The Valley Club in predominantly white Huntingdon Valley, Pa., has denied there was any racial motive behind its actions June 29, when children from Creative Steps Inc. day camp went to the club and their payment for swimming was refunded without explanation.
The HRC report documented multiple racist comments to club members who were angry to find the minority youngsters in the pool.
For example, one statement attributed to Michelle Flynn who is, ironically, a teacher at the school many of the children attended, used a vulgarity to express her dismay:
"I am [expletive] that they are here. This is my swim club," the report alleged she said.
The state report also noted that other large groups that came to the swim club did not generate the same reaction.

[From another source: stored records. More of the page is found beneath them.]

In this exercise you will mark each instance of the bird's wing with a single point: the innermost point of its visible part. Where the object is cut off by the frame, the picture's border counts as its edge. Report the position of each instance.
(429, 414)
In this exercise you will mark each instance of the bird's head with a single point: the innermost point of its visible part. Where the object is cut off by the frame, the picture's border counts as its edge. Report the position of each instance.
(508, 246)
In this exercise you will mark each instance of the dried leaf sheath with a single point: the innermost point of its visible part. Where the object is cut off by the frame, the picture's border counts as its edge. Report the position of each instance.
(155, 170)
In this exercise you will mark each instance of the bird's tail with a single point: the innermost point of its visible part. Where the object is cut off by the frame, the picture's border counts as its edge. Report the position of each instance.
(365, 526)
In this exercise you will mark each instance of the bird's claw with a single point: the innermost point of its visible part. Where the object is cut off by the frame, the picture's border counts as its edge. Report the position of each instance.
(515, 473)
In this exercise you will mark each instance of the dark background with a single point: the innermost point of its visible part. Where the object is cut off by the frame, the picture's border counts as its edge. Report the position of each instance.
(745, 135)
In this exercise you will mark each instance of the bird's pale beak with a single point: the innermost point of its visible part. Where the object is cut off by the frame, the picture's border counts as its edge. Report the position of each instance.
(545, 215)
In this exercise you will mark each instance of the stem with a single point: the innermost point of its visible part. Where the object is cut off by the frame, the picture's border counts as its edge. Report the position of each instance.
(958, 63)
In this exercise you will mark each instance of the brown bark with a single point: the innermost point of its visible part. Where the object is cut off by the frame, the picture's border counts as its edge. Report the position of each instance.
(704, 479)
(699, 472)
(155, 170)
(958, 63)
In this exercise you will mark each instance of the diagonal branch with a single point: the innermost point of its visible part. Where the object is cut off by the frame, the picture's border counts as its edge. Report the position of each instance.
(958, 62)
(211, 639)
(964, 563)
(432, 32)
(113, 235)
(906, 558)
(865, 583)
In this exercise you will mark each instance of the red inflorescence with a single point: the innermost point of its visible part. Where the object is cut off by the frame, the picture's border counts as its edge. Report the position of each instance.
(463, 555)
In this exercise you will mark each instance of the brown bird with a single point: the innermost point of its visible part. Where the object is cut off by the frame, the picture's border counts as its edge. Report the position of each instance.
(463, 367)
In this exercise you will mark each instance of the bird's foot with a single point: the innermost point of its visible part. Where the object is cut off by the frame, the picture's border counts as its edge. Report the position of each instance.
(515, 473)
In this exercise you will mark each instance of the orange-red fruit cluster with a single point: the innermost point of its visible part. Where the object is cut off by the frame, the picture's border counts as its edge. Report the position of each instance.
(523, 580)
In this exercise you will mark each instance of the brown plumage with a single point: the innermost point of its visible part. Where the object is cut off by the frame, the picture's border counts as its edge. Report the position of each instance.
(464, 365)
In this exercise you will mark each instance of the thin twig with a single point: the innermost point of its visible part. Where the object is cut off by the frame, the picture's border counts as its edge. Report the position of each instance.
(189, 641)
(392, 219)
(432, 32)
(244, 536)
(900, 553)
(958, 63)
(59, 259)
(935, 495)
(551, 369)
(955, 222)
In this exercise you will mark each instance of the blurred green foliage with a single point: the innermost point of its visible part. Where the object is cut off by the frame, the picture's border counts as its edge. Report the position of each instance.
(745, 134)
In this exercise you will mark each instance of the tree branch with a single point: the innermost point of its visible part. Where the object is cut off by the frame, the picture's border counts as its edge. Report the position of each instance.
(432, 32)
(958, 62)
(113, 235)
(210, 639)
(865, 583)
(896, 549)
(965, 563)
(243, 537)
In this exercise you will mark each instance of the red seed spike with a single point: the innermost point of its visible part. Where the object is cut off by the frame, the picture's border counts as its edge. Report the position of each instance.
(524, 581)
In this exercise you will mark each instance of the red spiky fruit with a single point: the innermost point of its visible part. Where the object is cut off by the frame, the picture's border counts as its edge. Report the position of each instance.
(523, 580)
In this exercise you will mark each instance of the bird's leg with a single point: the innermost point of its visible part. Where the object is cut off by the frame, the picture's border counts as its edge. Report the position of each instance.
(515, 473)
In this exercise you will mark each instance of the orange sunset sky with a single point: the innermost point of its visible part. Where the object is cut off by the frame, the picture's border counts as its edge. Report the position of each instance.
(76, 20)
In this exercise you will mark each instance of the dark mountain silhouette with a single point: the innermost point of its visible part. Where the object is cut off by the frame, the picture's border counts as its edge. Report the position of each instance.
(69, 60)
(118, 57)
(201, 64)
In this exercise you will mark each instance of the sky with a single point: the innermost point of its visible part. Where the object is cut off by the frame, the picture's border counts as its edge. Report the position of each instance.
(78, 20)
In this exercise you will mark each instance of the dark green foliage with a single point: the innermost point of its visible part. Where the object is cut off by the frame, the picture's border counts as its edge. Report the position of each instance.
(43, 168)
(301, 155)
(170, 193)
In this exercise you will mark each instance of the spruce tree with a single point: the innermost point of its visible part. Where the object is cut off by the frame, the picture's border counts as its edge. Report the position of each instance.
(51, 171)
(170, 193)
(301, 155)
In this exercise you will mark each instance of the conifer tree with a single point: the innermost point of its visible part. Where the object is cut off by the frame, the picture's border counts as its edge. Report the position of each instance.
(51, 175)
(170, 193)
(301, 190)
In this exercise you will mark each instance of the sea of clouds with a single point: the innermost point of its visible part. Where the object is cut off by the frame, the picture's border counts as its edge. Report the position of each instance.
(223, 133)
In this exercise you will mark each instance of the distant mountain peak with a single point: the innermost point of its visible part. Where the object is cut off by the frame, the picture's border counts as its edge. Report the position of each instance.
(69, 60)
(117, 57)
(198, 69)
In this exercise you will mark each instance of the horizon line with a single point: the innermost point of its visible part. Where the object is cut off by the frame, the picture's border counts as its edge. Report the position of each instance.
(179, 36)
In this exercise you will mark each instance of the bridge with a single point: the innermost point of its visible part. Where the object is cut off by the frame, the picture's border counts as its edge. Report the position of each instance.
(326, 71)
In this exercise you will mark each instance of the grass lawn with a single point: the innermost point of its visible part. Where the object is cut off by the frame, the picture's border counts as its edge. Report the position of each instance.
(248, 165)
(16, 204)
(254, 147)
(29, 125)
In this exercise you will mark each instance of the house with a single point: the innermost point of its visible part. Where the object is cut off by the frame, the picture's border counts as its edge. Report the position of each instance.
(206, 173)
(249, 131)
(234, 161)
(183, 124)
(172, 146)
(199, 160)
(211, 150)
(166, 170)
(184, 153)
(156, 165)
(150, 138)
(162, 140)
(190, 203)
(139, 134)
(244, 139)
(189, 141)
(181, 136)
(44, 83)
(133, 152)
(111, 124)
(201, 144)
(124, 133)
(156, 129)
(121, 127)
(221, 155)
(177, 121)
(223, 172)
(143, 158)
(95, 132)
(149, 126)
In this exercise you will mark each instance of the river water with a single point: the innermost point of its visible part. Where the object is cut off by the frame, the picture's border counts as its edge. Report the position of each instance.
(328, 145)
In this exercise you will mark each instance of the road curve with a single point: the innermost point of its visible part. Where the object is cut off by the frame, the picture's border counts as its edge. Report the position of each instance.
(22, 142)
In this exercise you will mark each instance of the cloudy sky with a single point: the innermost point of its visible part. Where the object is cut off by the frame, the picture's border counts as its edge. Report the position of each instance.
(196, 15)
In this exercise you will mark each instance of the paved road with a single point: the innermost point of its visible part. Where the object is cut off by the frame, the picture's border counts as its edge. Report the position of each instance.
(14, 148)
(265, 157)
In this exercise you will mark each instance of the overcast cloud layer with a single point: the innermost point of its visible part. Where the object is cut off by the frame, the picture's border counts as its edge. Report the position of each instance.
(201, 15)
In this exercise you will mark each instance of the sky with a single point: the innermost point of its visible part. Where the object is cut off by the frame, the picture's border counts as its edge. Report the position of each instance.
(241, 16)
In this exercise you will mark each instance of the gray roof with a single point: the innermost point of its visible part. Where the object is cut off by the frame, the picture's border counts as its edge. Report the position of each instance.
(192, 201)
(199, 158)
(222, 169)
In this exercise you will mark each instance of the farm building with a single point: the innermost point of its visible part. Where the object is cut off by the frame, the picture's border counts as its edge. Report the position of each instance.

For example, a plumbing company has held an annual party at the club that draws about 100 to 125 people each year, about five to 10 of them black, the report said.
It found that far more children were in the pool for those parties, yet no club members threatened to quit and guests did not report "inappropriate or rude comments" from club members.

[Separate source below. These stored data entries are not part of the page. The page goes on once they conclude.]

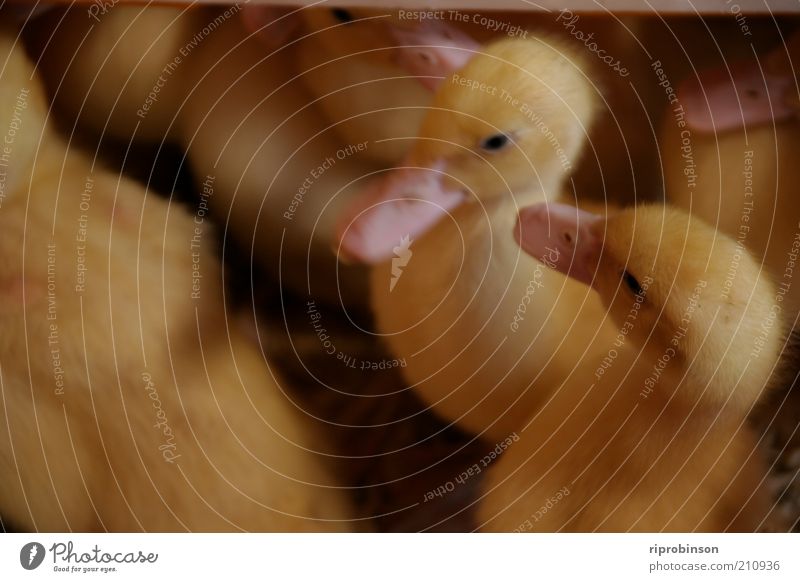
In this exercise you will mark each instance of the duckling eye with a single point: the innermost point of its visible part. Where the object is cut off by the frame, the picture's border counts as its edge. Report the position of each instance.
(632, 283)
(495, 143)
(342, 15)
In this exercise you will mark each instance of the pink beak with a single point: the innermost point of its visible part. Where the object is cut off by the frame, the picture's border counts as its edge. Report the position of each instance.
(432, 51)
(562, 237)
(402, 204)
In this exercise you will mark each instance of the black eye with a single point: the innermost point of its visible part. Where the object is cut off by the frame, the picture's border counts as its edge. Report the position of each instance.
(632, 283)
(495, 143)
(342, 15)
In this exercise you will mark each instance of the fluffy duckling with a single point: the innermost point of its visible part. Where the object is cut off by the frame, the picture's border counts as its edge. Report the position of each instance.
(734, 163)
(657, 438)
(255, 120)
(130, 403)
(474, 318)
(360, 67)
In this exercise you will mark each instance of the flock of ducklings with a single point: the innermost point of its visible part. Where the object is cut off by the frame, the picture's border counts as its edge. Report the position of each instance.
(610, 352)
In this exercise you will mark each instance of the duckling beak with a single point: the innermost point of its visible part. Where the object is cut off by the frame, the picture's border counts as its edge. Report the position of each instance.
(432, 50)
(393, 211)
(561, 237)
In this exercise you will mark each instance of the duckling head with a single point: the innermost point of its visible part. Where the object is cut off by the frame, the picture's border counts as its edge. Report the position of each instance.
(675, 285)
(510, 123)
(514, 119)
(23, 111)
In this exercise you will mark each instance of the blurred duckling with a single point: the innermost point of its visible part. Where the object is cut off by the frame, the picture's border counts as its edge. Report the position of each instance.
(474, 318)
(657, 440)
(130, 402)
(733, 164)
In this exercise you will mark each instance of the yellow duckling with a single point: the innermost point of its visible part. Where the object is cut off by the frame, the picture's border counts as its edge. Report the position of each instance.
(473, 317)
(654, 436)
(284, 131)
(130, 402)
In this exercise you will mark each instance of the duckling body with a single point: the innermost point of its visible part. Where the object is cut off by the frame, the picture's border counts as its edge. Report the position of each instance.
(745, 183)
(659, 441)
(474, 318)
(255, 118)
(131, 404)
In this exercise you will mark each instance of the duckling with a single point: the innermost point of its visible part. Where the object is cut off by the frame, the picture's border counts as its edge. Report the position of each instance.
(733, 164)
(473, 317)
(659, 441)
(130, 403)
(256, 121)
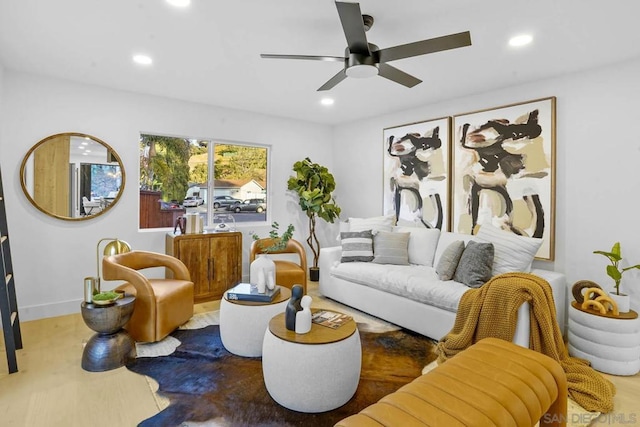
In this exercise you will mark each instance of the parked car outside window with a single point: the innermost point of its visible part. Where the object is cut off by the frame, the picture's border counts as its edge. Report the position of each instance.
(192, 201)
(224, 201)
(249, 205)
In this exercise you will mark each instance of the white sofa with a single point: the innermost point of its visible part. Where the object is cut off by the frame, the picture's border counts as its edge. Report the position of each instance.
(412, 296)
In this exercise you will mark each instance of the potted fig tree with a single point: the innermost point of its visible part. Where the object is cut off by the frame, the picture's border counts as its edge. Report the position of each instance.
(615, 272)
(314, 185)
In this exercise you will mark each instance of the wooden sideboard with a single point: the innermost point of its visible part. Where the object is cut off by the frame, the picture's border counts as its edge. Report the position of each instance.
(214, 261)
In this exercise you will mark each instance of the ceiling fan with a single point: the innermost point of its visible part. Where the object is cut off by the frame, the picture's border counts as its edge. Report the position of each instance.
(364, 59)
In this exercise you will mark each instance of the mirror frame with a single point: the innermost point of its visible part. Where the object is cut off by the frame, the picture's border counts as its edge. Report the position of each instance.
(71, 134)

Valley Swim Club's responded with a statement, which read:
The media and political firestorm surrounding this case gave the PHRC little choice to reach a finding of Probable Cause. In fact, the PHRC made its finding within hours of the Valley Swim Club filing its Answer to the Complaint.
We disagree with the recommendation made by the PHRC. It is not binding upon the Valley Swim Club. Because we believe a full and through review of the evidence will not support the PHRC's findings, the Valley Swim Club plans to appeal the recommendation. The decision to cease all swim camps at the Valley Swim Club had nothing to do with race. The Valley Swim Club did not discriminate against the Creative Steps Day Camp. The Valley Swim Club and its members look forward to the opportunity to tell their side of the story and to share actual facts regarding their decision.
We will continue to work towards a fair resolution for all parties involved by focusing on the best solution for the children of the Camp.
The director of Creative Steps, Alethea Wright, addressed the media in front of the Swim Club on Wednesday, which is now closed for the season.
"I am very excited about the ruling, because there were numerous comments made throughout the summer that the allegations that I was making, I was blowing them out of proportion, so to speak," said Wright. "There was a thorough investigation, there was no swaying to either side, they were very fair in the investigation."
The Pennsylvania Human Relations Commission has ordered the swim club to pay a $50,000 civil penalty, plus other expense, per child involved. Since there were 67 children involved, fines could ultimately reach around $4 million. That figure is according to the attorneys for Creative Steps.
Club lawyer Joe Tucker said Tuesday night that the decision "has nothing to do with the actual facts" and would be appealed.
"The die was cast by the media firestorm. They had no choice but to reach the decision they did," Tucker said.
The summer incident made headlines around the country and led to a U.S. Justice Department review. It also got the attention of actor Tyler Perry, who offered to pay for the children from the day camp to go to Walt Disney World.
Much of the attention focused on an earlier statement by the president of the club's board of directors, John Duesler, voicing concern that so many children would "change the complexion" or atmosphere of the club, which he acknowledged was "a terrible choice of words."
Attorneys for the swim club said they will exercise their right to appeal.